Puluhan Orang Terluka
Guncangan gempa menyebabkan puluhan orang mengalami luka. Data pemerintah Jepang yang dikutip sejumlah media menyebut sedikitnya 37 orang terluka di Tokyo dan empat prefektur di sekitarnya, dengan sebagian besar cedera terjadi ketika warga terkejut saat sedang tidur lalu terjatuh atau terbentur benda di sekitar.
Salah satu korban merupakan perempuan berusia lanjut di Yokohama yang mengalami cedera serius setelah terjatuh dari tempat tidur ketika gempa mengguncang wilayah tersebut.
Hingga laporan tersebut diterbitkan, tidak ada peringatan tsunami akibat gempa ini.
Kereta Tokyo Sempat Terganggu
Gempa juga berdampak terhadap transportasi publik di kawasan metropolitan Tokyo.
Sejumlah layanan kereta JR East sempat dihentikan sementara untuk pemeriksaan keamanan. Gangguan tersebut berdampak terhadap perjalanan sekitar 150.000 penumpang sebelum layanan berangsur normal.
Guncangan tersebut juga memicu peringatan gempa darurat di sejumlah wilayah Jepang. JMA mencatat gempa ini sebagai salah satu kejadian yang menghasilkan intensitas 5 lemah atau lebih di kawasan sekitar Tokyo.
Air Meluap dari Manhole di Tokyo
Dampak lain terlihat di kawasan Koto, Tokyo. Air dilaporkan meluap dari saluran bawah tanah ke permukaan jalan setelah gempa.
Petugas pemadam kebakaran Tokyo juga menerima sejumlah laporan mengenai warga yang terjebak di dalam lift. Selain itu, pemerintah daerah menerima laporan terkait gangguan aliran air di sejumlah kawasan.
Sementara itu, di sebuah toko di Distrik Adachi, peralatan keselamatan kebakaran mengalami gangguan hingga bahan pemadam api menyemprot dan menghasilkan busa putih yang menyebar ke area toko serta trotoar.

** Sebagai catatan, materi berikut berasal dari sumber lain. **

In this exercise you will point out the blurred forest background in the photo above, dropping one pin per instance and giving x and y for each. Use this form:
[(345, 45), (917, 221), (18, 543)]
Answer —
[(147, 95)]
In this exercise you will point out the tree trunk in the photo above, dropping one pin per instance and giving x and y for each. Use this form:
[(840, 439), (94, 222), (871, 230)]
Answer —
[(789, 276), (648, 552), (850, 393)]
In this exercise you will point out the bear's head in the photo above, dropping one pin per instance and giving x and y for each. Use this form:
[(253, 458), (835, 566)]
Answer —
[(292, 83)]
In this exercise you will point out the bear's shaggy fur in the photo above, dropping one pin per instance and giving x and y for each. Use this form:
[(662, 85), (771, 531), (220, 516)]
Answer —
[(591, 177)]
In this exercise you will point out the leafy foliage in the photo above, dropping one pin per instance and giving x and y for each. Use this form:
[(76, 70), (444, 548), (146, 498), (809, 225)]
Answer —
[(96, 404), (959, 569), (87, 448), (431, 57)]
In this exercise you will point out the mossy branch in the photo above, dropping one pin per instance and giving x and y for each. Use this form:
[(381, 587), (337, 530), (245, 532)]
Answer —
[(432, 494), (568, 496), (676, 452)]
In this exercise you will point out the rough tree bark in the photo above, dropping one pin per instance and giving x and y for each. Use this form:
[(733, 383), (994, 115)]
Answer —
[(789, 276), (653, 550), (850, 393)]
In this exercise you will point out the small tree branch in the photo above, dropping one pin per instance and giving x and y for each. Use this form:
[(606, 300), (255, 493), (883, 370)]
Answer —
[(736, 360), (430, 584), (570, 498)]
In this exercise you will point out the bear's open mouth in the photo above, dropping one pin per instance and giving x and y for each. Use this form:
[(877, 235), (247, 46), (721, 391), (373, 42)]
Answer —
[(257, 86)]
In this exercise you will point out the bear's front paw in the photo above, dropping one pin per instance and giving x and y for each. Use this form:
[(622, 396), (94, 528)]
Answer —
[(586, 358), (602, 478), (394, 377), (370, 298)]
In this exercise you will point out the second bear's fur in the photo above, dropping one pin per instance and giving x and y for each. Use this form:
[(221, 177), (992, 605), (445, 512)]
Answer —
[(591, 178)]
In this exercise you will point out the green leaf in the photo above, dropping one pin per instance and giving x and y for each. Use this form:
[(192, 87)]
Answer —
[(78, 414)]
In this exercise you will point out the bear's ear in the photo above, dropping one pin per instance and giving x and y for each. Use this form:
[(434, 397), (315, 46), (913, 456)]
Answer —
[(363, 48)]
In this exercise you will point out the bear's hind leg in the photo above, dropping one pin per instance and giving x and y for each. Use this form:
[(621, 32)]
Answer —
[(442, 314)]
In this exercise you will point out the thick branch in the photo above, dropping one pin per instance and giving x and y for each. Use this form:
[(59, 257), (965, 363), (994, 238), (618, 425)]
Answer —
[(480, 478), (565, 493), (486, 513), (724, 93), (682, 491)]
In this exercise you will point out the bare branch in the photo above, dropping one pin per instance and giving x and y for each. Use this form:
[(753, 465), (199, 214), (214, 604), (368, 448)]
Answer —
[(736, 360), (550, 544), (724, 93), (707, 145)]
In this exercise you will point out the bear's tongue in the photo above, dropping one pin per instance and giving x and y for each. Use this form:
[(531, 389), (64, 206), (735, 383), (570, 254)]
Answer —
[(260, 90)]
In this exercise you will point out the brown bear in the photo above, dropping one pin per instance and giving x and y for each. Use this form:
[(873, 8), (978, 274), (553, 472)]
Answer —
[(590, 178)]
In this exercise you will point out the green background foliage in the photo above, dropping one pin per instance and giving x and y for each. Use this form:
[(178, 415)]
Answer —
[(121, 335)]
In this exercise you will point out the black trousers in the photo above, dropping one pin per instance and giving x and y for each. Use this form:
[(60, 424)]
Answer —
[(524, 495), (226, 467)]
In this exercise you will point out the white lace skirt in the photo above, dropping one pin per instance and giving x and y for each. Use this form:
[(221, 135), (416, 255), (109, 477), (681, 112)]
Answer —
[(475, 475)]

JMA Ingatkan Potensi Gempa Susulan
JMA mengingatkan warga di wilayah yang mengalami guncangan kuat untuk tetap waspada terhadap kemungkinan gempa susulan.
Masyarakat diminta memperhatikan informasi resmi dan mengantisipasi kemungkinan gempa dengan intensitas hingga 5 lemah selama sekitar satu pekan setelah gempa utama.
Pemerintah Jepang juga melakukan pemantauan terhadap kondisi infrastruktur dan dampak gempa di wilayah terdampak.